Any forward-looking statement speaks only as of the date on which it was made, and except as may be required by applicable securities laws, Bluestone disclaims any intent or obligation to update any forward-looking statement, whether as a result of new information, future events or results or otherwise. Although Bluestone believes that the assumptions inherent in the forward-looking statements are reasonable, forward-looking statements are not guarantees of future performance and accordingly undue reliance should not be put on such statements due to their inherent uncertainty. There can be no assurance that forward-looking statements will prove to be accurate, and actual results and future events could differ materially from those anticipated in such statements.
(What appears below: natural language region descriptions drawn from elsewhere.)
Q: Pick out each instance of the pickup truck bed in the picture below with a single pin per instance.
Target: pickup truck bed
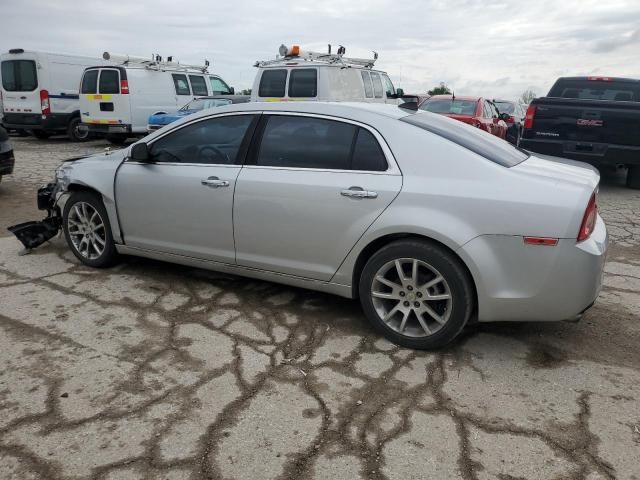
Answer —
(601, 126)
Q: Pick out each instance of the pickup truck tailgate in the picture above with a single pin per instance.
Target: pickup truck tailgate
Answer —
(588, 121)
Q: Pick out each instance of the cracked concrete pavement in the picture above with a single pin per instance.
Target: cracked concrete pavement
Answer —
(155, 371)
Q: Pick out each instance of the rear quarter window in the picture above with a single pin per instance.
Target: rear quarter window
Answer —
(303, 82)
(181, 85)
(272, 83)
(488, 146)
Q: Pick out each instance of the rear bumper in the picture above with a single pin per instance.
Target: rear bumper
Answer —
(35, 121)
(518, 282)
(592, 153)
(108, 129)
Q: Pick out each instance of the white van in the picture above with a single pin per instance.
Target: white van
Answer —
(40, 92)
(297, 75)
(117, 100)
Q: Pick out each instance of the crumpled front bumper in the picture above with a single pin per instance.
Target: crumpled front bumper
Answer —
(34, 233)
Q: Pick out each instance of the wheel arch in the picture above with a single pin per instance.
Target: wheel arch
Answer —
(376, 244)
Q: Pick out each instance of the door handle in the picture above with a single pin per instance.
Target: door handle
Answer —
(215, 182)
(358, 192)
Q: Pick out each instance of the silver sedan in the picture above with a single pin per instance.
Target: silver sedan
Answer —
(430, 223)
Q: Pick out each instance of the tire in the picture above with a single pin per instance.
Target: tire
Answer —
(633, 177)
(93, 247)
(432, 261)
(77, 133)
(40, 134)
(117, 139)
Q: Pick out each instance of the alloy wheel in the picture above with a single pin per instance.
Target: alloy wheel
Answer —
(411, 297)
(86, 230)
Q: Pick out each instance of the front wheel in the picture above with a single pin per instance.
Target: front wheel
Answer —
(633, 177)
(76, 131)
(87, 230)
(416, 294)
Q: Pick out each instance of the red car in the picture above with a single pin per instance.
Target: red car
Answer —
(476, 111)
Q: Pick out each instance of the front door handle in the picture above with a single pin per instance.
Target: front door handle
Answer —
(215, 182)
(358, 192)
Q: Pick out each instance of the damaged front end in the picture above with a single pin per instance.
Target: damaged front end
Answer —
(33, 234)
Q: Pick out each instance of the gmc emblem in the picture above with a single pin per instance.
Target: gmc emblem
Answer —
(583, 122)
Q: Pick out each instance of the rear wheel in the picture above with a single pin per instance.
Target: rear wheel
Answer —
(76, 131)
(416, 294)
(40, 134)
(633, 177)
(117, 139)
(87, 230)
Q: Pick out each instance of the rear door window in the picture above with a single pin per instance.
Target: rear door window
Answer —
(198, 85)
(90, 82)
(109, 81)
(377, 84)
(306, 142)
(19, 75)
(272, 83)
(303, 82)
(366, 80)
(180, 82)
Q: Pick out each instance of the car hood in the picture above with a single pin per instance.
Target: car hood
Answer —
(167, 118)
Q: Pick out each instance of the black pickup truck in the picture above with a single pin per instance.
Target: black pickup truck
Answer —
(591, 119)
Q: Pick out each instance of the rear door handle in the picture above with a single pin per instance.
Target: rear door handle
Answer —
(215, 182)
(358, 192)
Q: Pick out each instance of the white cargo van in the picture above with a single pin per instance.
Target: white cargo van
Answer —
(40, 92)
(117, 100)
(297, 75)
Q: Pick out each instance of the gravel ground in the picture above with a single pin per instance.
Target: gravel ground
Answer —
(155, 371)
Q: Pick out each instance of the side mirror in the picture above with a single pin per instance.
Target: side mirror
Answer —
(140, 152)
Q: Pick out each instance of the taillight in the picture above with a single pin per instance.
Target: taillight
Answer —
(589, 219)
(528, 118)
(45, 107)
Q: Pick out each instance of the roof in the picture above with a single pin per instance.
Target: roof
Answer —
(457, 97)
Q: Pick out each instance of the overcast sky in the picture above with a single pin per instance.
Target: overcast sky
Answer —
(494, 48)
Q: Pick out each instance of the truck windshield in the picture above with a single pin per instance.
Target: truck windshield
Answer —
(19, 75)
(585, 89)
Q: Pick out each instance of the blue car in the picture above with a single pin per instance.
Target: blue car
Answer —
(159, 120)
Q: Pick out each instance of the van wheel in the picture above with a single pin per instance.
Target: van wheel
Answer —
(88, 231)
(40, 134)
(633, 177)
(117, 139)
(76, 131)
(416, 294)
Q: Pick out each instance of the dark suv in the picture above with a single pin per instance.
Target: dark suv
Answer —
(6, 154)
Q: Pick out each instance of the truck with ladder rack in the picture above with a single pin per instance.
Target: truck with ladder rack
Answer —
(117, 99)
(299, 75)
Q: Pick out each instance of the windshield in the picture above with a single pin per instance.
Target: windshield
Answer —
(204, 103)
(445, 105)
(19, 75)
(505, 107)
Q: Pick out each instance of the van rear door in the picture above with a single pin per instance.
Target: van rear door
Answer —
(104, 98)
(21, 86)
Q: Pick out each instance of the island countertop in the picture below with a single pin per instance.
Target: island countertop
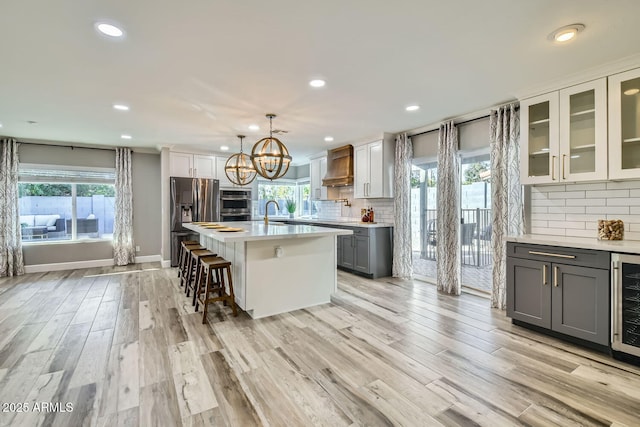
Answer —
(256, 230)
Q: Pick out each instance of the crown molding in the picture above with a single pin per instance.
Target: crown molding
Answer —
(600, 71)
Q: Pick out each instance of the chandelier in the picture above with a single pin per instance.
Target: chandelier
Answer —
(239, 168)
(270, 157)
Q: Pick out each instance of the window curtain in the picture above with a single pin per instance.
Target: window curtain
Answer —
(448, 211)
(402, 266)
(11, 259)
(123, 247)
(506, 193)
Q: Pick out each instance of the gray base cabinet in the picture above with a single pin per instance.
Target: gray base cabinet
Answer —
(565, 290)
(368, 251)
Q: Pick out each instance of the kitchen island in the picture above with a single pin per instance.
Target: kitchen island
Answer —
(277, 267)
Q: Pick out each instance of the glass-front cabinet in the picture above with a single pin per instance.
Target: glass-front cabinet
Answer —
(564, 135)
(624, 125)
(539, 138)
(583, 132)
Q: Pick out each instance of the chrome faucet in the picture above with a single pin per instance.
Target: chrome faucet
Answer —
(266, 211)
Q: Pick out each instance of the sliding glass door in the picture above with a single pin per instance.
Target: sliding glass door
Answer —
(475, 221)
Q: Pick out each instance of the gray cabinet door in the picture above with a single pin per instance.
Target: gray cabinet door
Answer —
(529, 291)
(581, 302)
(362, 260)
(347, 258)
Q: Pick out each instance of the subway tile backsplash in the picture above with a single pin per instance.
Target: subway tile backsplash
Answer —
(383, 208)
(574, 209)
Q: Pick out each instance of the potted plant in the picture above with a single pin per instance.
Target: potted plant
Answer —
(291, 207)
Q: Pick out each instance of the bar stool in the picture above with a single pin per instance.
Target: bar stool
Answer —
(212, 272)
(184, 260)
(192, 270)
(182, 252)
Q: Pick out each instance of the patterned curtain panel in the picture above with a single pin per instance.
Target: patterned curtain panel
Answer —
(402, 266)
(448, 211)
(11, 260)
(123, 247)
(506, 194)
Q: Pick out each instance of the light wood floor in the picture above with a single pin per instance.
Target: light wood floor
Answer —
(127, 349)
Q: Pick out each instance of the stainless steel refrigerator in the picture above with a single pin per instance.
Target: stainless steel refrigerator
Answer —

Non-IFRS Financial Performance Measures
The Company has included certain non-International Financial Reporting Standards (“IFRS”) measures in this news release. The Company believes that these measures, in addition to measures prepared in accordance with IFRS, provide investors an improved ability to evaluate the underlying performance of the Company and to compare it to information reported by other companies. The non-IFRS measures are intended to provide additional information and should not be considered in isolation or as a substitute for measures of performance prepared in accordance with IFRS. These measures do not have any standardized meaning prescribed under IFRS, and therefore may not be comparable to similar measures presented by other issuers.
All-in sustaining costs
The Company believes that all-in sustaining costs (“AISC”) more fully defines the total costs associated with producing gold.
The Company calculates AISC as the sum of refining costs, third party royalties, site operating costs, sustaining capital costs and closure capital costs all divided by the gold ounces sold to arrive at a per ounce amount. Other companies may calculate this measure differently as a result of differences in underlying principles and policies applied. Differences may also arise due to a different definition of sustaining versus non-sustaining capital.
ASIC and costs are calculated based on the definitions published by the World Gold Council (“WGC”) (a market development organization for the gold industry comprised of and funded by 18 gold mining companies from around the world). The WGC is not a regulatory organization.